Architecture

A hybrid RAG system combining retrieval and generation for grounded conversations

System Overview

MindVault uses a hybrid AI architecture: Azure AI Foundry with GPT-4o-mini handles semantic retrieval and vector search, while Anthropic's Claude Sonnet 4.6 handles response generation. This separation lets each component be optimized independently for cost and performance.

Rather than fine-tuning models, MindVault uses in-context learning: each query retrieves relevant documents from per-bot vector stores, which are assembled into context and passed to Claude for grounded, in-character generation.
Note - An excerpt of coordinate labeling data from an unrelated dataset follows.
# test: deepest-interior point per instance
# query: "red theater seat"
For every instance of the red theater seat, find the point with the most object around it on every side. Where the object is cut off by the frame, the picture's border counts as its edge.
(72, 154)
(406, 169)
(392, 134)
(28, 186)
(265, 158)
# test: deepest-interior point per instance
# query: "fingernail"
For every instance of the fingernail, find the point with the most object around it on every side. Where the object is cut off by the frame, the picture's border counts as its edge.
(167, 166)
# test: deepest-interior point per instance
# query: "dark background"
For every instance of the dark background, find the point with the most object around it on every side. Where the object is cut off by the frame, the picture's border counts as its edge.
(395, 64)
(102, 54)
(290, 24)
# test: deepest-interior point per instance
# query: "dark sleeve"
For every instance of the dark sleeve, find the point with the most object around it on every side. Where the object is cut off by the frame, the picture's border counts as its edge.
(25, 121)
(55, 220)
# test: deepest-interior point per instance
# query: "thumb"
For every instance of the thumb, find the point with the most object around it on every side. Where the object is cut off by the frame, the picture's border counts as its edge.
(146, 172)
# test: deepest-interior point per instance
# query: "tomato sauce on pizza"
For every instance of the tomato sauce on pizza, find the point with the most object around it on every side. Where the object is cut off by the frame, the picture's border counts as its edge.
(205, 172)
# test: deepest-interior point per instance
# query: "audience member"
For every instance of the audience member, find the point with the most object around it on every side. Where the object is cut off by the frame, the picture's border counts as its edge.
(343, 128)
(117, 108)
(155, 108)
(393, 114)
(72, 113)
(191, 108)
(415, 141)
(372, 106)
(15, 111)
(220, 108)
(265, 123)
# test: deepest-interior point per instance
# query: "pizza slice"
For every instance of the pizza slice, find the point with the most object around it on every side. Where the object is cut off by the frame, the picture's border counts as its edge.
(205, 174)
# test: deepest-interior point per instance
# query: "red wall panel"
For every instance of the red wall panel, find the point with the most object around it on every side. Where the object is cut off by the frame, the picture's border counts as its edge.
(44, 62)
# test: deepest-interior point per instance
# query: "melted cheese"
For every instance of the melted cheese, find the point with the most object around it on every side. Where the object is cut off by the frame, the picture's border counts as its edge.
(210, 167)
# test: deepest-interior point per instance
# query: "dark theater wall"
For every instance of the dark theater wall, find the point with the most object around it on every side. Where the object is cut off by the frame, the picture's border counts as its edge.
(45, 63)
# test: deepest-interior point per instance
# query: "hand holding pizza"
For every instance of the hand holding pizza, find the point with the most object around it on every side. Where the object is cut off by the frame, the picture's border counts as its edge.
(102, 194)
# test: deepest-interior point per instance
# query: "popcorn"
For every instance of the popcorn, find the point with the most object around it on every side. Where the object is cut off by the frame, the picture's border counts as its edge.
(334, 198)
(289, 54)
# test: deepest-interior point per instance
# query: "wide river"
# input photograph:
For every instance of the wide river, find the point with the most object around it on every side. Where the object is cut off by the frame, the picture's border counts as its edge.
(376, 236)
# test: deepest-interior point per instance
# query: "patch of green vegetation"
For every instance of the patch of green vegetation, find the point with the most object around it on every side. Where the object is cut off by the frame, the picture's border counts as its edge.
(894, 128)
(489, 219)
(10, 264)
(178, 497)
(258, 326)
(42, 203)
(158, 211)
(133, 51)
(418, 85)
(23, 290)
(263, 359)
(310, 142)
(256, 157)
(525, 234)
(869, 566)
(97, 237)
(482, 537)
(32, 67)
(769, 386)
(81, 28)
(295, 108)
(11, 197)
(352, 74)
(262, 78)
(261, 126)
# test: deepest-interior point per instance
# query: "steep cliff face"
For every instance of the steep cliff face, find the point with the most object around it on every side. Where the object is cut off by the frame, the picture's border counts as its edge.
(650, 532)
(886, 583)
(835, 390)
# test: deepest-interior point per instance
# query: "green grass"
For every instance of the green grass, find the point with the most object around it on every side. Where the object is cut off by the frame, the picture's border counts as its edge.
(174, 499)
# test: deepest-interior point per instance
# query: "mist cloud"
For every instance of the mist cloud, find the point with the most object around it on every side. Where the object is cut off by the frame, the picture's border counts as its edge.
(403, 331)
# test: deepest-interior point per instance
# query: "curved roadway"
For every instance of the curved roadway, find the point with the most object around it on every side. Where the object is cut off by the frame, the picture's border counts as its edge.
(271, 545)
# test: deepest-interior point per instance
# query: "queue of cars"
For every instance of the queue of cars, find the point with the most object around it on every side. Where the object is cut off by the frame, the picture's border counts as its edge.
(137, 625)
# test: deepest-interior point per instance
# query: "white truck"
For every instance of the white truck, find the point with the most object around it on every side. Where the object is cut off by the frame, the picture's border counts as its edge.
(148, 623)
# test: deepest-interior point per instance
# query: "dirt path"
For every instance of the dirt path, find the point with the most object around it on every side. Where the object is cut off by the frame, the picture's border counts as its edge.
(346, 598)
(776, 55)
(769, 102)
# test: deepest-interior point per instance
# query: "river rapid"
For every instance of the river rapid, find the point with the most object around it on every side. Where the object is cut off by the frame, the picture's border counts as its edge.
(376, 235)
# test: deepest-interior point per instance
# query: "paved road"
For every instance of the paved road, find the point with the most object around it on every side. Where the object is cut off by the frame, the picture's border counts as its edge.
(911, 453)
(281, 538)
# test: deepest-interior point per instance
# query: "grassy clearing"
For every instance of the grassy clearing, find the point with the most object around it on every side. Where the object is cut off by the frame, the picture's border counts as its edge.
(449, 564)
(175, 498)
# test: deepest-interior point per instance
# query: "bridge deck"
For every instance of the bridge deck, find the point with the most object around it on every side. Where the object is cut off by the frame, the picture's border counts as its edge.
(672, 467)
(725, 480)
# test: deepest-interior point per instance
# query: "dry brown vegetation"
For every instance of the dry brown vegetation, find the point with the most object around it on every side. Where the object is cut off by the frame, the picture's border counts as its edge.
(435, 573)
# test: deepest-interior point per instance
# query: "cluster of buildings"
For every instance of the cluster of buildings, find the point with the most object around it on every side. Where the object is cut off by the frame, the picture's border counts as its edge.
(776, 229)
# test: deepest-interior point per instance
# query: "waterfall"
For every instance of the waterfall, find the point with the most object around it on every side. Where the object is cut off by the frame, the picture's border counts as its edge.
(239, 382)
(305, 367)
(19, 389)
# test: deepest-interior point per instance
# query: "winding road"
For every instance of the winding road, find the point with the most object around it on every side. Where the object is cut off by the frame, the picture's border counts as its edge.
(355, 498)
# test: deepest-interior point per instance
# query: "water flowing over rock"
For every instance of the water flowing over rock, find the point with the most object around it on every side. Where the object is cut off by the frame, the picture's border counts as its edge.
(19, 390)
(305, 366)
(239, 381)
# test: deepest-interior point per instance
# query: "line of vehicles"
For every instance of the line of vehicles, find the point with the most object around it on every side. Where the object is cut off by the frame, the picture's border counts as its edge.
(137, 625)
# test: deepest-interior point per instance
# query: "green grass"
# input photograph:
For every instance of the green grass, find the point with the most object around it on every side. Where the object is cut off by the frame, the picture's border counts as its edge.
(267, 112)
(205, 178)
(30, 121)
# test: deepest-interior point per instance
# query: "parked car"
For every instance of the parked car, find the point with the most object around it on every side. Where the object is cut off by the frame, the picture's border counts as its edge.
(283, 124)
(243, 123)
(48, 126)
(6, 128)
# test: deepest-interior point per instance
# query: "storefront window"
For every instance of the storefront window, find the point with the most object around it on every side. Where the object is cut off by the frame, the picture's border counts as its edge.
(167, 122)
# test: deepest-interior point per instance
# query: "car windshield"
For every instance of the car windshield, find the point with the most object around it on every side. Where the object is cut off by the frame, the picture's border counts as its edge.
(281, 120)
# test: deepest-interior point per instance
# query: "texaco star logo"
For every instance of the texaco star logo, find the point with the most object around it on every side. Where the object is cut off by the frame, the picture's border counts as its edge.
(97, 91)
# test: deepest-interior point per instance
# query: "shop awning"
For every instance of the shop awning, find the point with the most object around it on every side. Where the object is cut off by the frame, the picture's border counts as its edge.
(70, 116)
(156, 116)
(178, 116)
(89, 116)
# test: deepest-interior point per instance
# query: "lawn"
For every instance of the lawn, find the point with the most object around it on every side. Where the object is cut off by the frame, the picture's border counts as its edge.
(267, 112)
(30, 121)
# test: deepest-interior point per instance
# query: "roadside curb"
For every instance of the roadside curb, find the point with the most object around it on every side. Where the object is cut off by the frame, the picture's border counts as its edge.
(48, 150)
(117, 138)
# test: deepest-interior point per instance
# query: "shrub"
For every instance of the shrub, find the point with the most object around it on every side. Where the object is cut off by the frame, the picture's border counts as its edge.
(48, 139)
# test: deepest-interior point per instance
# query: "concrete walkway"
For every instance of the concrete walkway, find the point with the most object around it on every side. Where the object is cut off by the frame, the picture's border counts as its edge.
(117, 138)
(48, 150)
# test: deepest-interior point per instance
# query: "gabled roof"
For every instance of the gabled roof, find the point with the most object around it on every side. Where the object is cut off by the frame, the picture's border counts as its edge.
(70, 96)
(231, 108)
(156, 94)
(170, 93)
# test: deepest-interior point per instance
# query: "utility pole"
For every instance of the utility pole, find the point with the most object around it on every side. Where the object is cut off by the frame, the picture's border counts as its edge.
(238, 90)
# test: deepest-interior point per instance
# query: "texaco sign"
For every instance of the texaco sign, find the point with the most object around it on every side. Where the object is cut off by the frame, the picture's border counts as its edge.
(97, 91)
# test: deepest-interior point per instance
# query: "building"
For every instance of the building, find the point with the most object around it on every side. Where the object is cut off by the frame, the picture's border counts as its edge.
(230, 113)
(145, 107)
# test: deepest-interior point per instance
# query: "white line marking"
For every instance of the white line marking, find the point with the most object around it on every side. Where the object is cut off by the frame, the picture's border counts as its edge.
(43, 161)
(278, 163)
The Ian Kelley bot also features a real-time 3D talking avatar with ElevenLabs text-to-speech and lip sync.

The Hybrid RAG Flow

User Query

User sends a message in the chat interface

→

Frontend to API

Request routed to FastAPI backend with bot ID and message history

→

Semantic Retrieval

Query embedded and searched in Azure Foundry for relevant documents

→

Context Assembly

Retrieved documents combined with system prompt and conversation history

→

Claude Sonnet 4.6

Context + system prompt sent to Anthropic's Claude for in-character generation

→

Response Delivery

Generated response + source documents returned to frontend

The 26 Bots

Each bot has a unique system prompt, data sources, and personality. The bots span five categories:

Literary (8 bots)

Characters from classic novels: Frankenstein's Creature, Sherlock Holmes, Captain Nemo, Alice, Dracula, The Time Traveller, Dr. Jekyll, The Invisible Man

Philosophers (4 bots)

Historical thinkers: Marcus Aurelius, Sun Tzu, Nietzsche, Machiavelli

Experts (10 bots)

Specialized knowledge: Mythologist, Battlefield Historian, Cryptid Hunter, Ancient Engineer, Plague Doctor, Codebreaker, Alchemist, Cartographer, Dream Interpreter, War Correspondent

NASA (3 bots)

Space exploration: Space Guide, Mission Control, Asteroid Tracker (with live NASA APIs)

Meta (1 bot)

Ian Kelley: AI clone of the builder, with a 3D talking avatar powered by ElevenLabs TTS

Cost Model

MindVault is designed to be cost-efficient with transparent pricing.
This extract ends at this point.